The Lake Mille Lacs walleye population has declined to the second-lowest level since monitoring began in 1983.

And Department of Natural Resources officials aren’t sure why.

Based on recent netting assessments, the lake’s walleye index dropped from 10.8 fish per net (22.9 pounds per net) in 2010 to 9.7 fish per net (16 pounds per net) in 2011.

The long-term trend of walleye population assessments on Mille Lacs since the mid-1980s has been declining overall, but the trend for female walleyes has been stable. The DNR says this may reflect the fact that the walleye harvest strategies employed by both the state and the Chippewa Bands, are more selective for smaller, male walleyes.

The implications of the decline in males to the overall fishery are not clear, the DNR says. And it’s unclear whether the new information will affect fishing regulations on the lake, the state’s most popular walleye fishery.

DNR managers will meet with the Mille Lacs Fisheries Input Group, an advisory group of anglers and local business interests, to discuss the status of the lake’s fish populations before setting 2012 regulations.

The DNR says walleye fishing has been good at Mille Lacs, and fisheries managers believe good fishing may continue this winter and spring, even in the face of a decreasing walleye population. This may be due to relatively low numbers of young-of-the-year perch, the primary food sources for young walleye. The perch are also small, according to the new assessment data.

Fisheries managers say a smaller perch population typically results in hungry walleyes. Looking to 2012, a resulting high harvest would be a concern if it is projected to reach or exceed the state’s allocation, which will be set in February in cooperation with Chippewa Band managers.
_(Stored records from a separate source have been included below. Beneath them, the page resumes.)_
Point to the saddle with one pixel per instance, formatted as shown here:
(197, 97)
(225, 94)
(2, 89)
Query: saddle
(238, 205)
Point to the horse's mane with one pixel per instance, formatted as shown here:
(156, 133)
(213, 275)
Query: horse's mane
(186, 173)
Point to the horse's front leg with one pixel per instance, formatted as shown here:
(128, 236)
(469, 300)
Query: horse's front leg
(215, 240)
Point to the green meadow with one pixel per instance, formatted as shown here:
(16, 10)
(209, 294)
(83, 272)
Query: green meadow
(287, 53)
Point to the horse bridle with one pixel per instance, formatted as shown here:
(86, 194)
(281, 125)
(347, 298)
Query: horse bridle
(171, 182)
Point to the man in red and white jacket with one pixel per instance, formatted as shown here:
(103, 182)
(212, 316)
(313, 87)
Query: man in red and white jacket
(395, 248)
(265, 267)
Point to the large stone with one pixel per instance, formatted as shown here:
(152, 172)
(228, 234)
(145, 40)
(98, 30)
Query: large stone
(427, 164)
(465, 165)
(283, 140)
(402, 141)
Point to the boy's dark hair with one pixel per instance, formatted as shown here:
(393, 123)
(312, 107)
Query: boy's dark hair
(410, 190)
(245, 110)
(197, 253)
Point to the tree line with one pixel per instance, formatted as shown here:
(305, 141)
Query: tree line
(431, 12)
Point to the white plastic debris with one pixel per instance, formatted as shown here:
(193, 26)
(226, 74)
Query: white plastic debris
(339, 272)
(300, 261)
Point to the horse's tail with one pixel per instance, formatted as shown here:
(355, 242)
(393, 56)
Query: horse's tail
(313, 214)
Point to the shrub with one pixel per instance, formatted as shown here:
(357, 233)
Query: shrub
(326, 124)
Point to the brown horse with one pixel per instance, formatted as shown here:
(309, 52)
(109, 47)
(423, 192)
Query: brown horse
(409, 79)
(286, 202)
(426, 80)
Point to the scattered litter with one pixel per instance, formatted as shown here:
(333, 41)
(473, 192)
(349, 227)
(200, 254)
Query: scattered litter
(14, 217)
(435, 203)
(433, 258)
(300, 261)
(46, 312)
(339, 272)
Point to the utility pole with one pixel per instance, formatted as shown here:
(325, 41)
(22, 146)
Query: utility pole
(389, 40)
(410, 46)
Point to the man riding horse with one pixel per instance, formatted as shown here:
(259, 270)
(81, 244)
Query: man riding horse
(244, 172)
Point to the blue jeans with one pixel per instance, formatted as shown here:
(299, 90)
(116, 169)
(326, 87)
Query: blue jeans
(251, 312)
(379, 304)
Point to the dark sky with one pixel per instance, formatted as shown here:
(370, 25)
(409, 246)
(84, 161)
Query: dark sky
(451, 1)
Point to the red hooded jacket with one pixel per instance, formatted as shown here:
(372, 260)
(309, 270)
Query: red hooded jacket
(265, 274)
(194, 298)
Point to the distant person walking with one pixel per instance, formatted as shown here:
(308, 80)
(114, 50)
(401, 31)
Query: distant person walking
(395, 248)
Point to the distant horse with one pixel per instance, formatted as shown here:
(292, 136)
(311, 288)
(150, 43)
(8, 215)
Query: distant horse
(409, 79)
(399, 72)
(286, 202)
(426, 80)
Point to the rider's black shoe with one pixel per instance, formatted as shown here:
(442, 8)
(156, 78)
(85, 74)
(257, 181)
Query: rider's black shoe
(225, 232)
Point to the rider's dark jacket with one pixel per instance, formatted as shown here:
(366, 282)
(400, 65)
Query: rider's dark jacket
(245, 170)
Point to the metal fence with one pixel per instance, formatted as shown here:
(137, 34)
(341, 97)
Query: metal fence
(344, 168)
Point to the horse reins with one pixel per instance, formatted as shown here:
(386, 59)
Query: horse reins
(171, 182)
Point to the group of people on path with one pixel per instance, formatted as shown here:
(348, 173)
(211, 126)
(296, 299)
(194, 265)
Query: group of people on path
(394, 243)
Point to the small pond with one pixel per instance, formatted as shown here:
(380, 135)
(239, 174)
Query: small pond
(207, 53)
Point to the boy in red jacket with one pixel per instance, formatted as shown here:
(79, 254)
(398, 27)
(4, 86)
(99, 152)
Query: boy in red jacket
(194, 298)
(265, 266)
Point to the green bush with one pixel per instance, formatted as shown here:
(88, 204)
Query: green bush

Meanwhile, northern abundance also went down — expected given a regulation change in 2011. The former regulation was a 24- to 36-inch protected slot that allowed the keeping of one northern longer than 36 inches. In 2011, a new regulation protected northern from 27- to 40-inches and allowed the taking of one fish longer than 40 inches.

Tullibee (cisco) abundance also dropped in 2011 from relatively high abundance levels in 2009 (34 fish per net) and 2010 (11 fish per net) to catches of less than two per net in 2011. The relatively warm late summer may have resulted in higher mortality for this cold-water species.

Smallmouth bass have been increasing in abundance for many years, and although not at an all-time high as observed in 2009 (1.9 fish per net), they were above average in abundance at 1.1 fish per net.